What is herbal medicine?

Herbal medicine is probably the oldest form of medicine known, and is still used by 80% of the world’s population. A great variety of plants are used to promote health and to prevent and treat disease. Herbal practitioners today benefit from the combination of Western and Eastern accumulated traditional wisdom and modern scientific research.

How does herbal medicine work?

Herbs are composed of complex constituents that work together, balancing and complementing one another. Every herb used has known actions and qualities with affinities to one or more body systems or organs. The practitioner is trained to know these qualities and prescribes the herbs accordingly.

How are herbal medicines taken?

Herbs may be taken as ‘teas’ (infusions or decoctions), made into capsules, or made into alcohol-based tinctures or other liquid preparations. They may also be applied externally in creams, ointments and poultices.

Herbs are either used singly, as ‘simples’, or are more commonly mixed together as a formula to produce a balanced and more powerful effect. A herbalist may choose to prescribe a tried and tested formula or mix a new one to suit your individual requirements.

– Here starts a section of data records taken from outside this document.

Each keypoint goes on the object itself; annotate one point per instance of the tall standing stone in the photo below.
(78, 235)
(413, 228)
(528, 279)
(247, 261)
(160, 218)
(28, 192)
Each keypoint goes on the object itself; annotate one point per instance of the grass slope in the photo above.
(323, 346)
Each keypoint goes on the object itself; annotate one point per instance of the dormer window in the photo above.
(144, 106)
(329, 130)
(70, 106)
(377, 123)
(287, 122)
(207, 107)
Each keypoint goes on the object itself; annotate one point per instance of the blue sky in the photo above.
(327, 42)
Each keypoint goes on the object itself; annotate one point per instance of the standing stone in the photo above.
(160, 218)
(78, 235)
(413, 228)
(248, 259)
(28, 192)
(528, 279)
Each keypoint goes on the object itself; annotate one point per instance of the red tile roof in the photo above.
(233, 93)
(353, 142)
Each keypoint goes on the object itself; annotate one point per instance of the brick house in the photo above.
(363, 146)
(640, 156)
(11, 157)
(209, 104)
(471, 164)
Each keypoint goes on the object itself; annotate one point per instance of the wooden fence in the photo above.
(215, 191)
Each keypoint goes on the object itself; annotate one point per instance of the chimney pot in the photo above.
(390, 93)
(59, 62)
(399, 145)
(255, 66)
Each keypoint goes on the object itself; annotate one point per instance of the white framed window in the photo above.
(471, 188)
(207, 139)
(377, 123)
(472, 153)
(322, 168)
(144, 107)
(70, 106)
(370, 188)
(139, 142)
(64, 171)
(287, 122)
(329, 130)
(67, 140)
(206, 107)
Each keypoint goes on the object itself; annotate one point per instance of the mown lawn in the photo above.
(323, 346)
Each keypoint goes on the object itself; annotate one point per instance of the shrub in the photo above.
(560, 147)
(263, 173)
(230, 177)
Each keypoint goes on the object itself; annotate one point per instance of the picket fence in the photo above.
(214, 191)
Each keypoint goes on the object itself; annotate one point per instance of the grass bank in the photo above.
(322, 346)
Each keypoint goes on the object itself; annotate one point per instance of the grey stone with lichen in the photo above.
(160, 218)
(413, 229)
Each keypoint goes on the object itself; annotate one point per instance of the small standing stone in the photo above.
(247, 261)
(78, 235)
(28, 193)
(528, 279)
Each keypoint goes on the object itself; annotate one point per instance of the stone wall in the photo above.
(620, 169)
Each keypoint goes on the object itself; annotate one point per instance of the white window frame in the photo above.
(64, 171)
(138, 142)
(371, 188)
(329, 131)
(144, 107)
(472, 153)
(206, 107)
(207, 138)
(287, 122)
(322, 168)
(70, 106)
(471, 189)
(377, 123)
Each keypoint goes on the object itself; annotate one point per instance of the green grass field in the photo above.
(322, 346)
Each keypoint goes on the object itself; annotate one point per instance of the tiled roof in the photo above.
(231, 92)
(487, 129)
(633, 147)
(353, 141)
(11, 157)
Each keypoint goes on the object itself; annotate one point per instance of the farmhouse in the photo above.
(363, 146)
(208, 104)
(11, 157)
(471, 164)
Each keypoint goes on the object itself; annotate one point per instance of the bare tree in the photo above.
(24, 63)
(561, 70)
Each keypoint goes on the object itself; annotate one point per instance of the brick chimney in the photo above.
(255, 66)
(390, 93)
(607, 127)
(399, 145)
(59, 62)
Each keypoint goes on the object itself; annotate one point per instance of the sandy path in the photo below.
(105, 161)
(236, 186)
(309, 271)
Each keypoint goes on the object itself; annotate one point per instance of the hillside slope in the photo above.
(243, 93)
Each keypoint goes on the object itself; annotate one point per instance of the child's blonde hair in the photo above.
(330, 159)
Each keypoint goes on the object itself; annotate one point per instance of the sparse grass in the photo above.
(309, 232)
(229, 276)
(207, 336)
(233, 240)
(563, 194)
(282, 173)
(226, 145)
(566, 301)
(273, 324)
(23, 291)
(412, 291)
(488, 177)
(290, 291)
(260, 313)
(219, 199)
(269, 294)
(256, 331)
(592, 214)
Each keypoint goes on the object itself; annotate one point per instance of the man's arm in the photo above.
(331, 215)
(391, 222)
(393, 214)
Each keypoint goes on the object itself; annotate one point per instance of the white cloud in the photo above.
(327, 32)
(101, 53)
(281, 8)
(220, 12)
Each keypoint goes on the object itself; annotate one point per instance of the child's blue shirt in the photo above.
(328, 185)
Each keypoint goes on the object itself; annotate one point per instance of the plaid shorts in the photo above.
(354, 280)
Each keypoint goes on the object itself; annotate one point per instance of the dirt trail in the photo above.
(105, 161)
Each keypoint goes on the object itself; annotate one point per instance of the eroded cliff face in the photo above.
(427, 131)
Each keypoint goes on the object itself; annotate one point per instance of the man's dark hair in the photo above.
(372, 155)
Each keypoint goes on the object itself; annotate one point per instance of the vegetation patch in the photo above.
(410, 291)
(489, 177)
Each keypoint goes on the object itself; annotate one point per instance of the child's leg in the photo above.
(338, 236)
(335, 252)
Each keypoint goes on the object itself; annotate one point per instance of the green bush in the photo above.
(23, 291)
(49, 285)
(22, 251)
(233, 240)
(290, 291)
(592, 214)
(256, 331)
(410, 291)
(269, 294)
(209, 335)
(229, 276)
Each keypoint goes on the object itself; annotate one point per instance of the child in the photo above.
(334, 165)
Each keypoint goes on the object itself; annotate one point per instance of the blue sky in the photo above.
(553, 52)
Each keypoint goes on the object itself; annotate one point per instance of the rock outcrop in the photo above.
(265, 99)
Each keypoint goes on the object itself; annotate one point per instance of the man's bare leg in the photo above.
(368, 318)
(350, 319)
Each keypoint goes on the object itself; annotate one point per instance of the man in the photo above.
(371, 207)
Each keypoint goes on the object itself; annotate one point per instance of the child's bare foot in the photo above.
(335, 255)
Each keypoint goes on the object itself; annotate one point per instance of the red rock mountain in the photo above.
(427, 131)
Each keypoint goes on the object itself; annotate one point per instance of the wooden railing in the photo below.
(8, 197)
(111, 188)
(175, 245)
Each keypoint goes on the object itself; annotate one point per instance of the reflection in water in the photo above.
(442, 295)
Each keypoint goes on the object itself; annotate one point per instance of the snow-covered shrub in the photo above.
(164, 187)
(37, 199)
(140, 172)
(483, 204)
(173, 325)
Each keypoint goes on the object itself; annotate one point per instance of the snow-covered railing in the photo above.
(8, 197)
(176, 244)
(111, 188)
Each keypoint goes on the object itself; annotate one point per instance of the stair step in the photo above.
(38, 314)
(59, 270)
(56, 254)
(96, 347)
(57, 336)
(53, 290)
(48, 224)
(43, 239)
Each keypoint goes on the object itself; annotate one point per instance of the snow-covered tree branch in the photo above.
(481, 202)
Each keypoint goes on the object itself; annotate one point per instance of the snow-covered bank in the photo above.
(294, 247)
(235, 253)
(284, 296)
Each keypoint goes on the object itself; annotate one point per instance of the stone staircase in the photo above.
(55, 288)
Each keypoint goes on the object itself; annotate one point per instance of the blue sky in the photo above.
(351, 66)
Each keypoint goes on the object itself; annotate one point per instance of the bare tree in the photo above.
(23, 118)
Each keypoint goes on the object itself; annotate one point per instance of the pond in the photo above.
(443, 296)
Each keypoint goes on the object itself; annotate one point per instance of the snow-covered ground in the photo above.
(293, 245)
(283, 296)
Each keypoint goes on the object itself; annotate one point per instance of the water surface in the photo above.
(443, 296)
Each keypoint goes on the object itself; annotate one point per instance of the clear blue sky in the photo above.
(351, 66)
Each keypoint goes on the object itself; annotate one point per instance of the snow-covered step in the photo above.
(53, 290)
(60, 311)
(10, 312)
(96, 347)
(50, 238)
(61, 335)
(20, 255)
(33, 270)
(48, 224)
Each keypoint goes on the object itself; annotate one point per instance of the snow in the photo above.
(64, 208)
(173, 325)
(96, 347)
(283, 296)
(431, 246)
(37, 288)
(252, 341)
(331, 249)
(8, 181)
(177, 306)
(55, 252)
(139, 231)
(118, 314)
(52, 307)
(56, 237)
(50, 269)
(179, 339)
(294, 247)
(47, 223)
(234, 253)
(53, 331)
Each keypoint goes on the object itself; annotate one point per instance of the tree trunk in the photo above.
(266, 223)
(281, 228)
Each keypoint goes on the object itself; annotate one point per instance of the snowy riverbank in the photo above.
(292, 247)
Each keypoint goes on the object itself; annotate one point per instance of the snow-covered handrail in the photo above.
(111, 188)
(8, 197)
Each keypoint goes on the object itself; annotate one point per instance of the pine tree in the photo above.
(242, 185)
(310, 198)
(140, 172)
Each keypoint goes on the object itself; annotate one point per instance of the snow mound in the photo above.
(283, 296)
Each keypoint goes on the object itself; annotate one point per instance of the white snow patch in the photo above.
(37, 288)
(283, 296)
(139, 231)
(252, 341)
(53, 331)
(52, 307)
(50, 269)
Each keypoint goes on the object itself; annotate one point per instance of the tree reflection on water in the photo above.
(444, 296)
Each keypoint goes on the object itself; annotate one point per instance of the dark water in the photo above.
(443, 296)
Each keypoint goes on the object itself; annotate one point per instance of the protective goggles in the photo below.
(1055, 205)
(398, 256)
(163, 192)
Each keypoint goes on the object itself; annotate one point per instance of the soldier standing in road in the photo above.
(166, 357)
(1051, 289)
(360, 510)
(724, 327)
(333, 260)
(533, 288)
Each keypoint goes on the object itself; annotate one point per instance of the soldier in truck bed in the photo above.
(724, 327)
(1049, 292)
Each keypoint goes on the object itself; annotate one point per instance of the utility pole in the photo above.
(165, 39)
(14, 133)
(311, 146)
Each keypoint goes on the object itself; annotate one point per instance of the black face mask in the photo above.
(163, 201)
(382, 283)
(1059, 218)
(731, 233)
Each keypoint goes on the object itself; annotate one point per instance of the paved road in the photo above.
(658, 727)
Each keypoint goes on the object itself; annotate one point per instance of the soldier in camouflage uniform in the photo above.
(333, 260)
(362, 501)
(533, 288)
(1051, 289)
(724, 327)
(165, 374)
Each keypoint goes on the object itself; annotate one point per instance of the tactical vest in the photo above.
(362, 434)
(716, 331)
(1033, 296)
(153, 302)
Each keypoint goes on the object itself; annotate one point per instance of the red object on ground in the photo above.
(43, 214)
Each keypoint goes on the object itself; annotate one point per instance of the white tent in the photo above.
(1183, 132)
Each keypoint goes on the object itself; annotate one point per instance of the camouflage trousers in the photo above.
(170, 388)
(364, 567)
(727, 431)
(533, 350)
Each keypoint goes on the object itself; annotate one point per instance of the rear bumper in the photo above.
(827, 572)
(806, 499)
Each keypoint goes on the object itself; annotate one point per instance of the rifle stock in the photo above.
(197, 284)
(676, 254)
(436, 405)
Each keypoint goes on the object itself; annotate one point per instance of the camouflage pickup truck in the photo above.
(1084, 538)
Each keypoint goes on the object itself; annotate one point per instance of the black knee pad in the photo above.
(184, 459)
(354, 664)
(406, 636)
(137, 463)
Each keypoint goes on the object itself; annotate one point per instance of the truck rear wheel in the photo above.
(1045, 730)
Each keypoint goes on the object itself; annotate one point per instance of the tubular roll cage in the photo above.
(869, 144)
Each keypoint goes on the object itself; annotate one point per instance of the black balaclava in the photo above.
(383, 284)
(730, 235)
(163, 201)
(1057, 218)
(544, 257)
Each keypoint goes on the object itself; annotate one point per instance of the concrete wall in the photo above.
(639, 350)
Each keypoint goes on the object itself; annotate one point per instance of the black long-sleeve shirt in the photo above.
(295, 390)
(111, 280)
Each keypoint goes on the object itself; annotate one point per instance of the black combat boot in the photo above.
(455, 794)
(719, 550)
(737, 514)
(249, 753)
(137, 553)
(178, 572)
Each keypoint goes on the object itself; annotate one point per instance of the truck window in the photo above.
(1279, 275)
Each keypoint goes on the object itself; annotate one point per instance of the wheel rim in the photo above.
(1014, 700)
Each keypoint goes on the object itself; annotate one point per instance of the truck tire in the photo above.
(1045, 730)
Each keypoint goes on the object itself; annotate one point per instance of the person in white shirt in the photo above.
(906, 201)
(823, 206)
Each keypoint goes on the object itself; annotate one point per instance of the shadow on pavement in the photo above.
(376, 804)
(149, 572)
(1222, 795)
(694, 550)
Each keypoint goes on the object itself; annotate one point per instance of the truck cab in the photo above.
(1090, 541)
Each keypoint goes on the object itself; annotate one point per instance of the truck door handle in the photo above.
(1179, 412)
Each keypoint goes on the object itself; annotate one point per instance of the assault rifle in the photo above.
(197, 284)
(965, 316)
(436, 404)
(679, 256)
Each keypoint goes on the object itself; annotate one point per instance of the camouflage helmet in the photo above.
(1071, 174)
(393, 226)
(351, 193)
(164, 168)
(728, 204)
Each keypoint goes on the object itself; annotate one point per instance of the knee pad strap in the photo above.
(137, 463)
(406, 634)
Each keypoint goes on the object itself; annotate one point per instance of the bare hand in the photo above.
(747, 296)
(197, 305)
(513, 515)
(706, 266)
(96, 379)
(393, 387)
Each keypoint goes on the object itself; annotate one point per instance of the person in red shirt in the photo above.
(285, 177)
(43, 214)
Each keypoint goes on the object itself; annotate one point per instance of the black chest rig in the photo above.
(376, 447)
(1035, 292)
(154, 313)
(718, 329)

What is the Master Herbalist approach?

The Master Herbalist practises a naturopathic form of herbal medicine that includes not only herbs but also a combination of techniques, such as detoxification, dietary therapy and hydrotherapy, to assist the client back to optimum health. They follow a holistic approach and seek to identify and treat the underlying cause of a condition rather than just the symptoms. The naturopathic philosophy is that the body wants to heal itself, so they prescribe herbs and other techniques to restore vitality and physiological balance to enable it to do this.

What is iridology?

Most Master Herbalists also use iridology, a non-invasive system that analyses the iris of the eye to reveal the strengths and weaknesses of your constitution. A simple torch and magnifier, or a camera, are used to view the iris.  The findings will be discussed with you and the information used to help you understand your health problems and guide you towards assuming responsibility for creating positive health for yourself. For more information about iridology, visit the website of the Guild of Naturopathic Iridologists:
www.gni-international.org

What happens during a consultation?

The first consultation usually takes at least an hour. This time is necessary for the herbalist to take account of all aspects of your current health problems, lifestyle, diet, medical and family history. Subsequent consultations are usually shorter.

You will be given a personalised health programme that includes herbal medicines, dietary and lifestyle advice, and
naturopathic therapies or detoxification as necessary. Further consultations continue to educate and guide you towards better health and wellbeing. Adjustments will be made to your herbal medications and naturopathic techniques as treatment progresses towards the goal of good health.

What is the difference between herbal and pharmaceutical medicines?

Herbs are used whole and therefore contain a complex mixture of constituents, whereas pharmaceutical drugs are based on one chemical compound, often originally isolated from a plant. Because of their complexity, herbs can have a balanced effect upon human health, e.g. dandelion leaves, which are a natural diuretic, are also rich in potassium, an element that is often depleted when pharmaceutical diuretics are taken. When a diuretic drug is given, potassium has to be supplemented in order to counteract this loss.

The sum total of the constituents in a herb will often create a synergy that can have a greater beneficial effect than any one part in isolation.